Medyanın etkisiyle oluşturulan bu suni gündem sarmalından kurtulmakta kolay değil. Bir şeyleri görmezden geldiğin zaman, o olayla ilgili bir yorum yapmadığın da sanki kabullenmişsin gibi bir hava estiriliyor. Örneğin Şanlıurfa’da yaşanılan Atatürk heykeline saldırı olayı; Aklıevvelin biri çıkıp heykele saldırıyor, polis müdahale edip, gözaltına alıyor. Ardından mahkeme tutuklayıp cezaevine gönderiyor. Yani olay doğal akışında olması gerektiği gibi ilerliyor. Fakat o aklıevvelin sırf sakallı ve sarıklı olmasından dolayı 90 yıllık “yobazların cumhuriyet ve Atatürk” düşmanlığı pilavı yeniden ısıtılıyor ve maalesef bayatlamasına rağmen yine kendine müşteri bulabiliyor. Kimisi iyi niyetli, kimisi art niyetli sazanı çok olan bir memleketiz vesselam…
Kurban bayramı yaklaşırken hangi hayvandan kurban olur, banka kredisiyle kurban kesilebilir mi düzeyindeki saçmalamalarda yakında başlar. Biz bu birbirinden saçma gündem maddelerinden kaçma yolunu ararken batı, Rusya ile yaptığımız silah anlaşmasına çomak sokma derdine düşüyor. Almanya başta olma üzerine AB ülkeleri ekonomimize darbe vurmak için sanayimizi çökermenin peşine düştüler. Ham madde ithalatı konusunda sıkıntı çıkarıp, kimi sanayi kollarında üretimi durdurma noktasına getirdiler. Fakat konunun muhatapları bile bu tarz meselelere kafa yorup, bir çıkar yol bulma çabasında değiller.

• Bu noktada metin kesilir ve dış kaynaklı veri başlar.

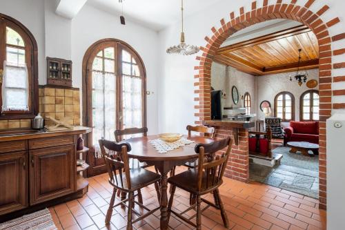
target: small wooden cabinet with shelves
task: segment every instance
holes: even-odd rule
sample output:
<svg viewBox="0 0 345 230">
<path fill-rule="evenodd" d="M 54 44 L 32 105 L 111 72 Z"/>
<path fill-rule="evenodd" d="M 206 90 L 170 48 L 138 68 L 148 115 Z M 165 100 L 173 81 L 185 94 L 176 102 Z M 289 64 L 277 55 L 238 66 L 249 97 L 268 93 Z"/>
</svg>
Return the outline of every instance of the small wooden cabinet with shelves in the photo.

Fatih Terim’in tazminat konusu, her yıl başka bir takımımıza transfer haberi yapılan Lucescu’nun Galatasaray’ı ekip Milli takıma imza atması, sınırdan kaçak geçen Suriyelilerin asker tarafından dövülüp, bu görüntülerinden batı kamuoyuna işte Türk askerinin gerçek yüzü bu bakış açısıyla servis edilmesi, Diyanet İşleri Başkanı’nın emekliye ayrılması gibi diğer gündem maddelerinden bahsetmedim bile. Günü birlik meselelerle oyalanıp, vakit geçirmek isteyenler için çok renkli bir ülkeyiz. Farkında olmadığımız şey ise özellikle FETÖ meselesinin, oluşturulan bu rezil gündem maddelerinden dolayı git gide normal kabul edilmeye başlanması, önemlilik açısından geri planda kalması. Bu konuda bir daha hata yapma lüksümüz kalmadı.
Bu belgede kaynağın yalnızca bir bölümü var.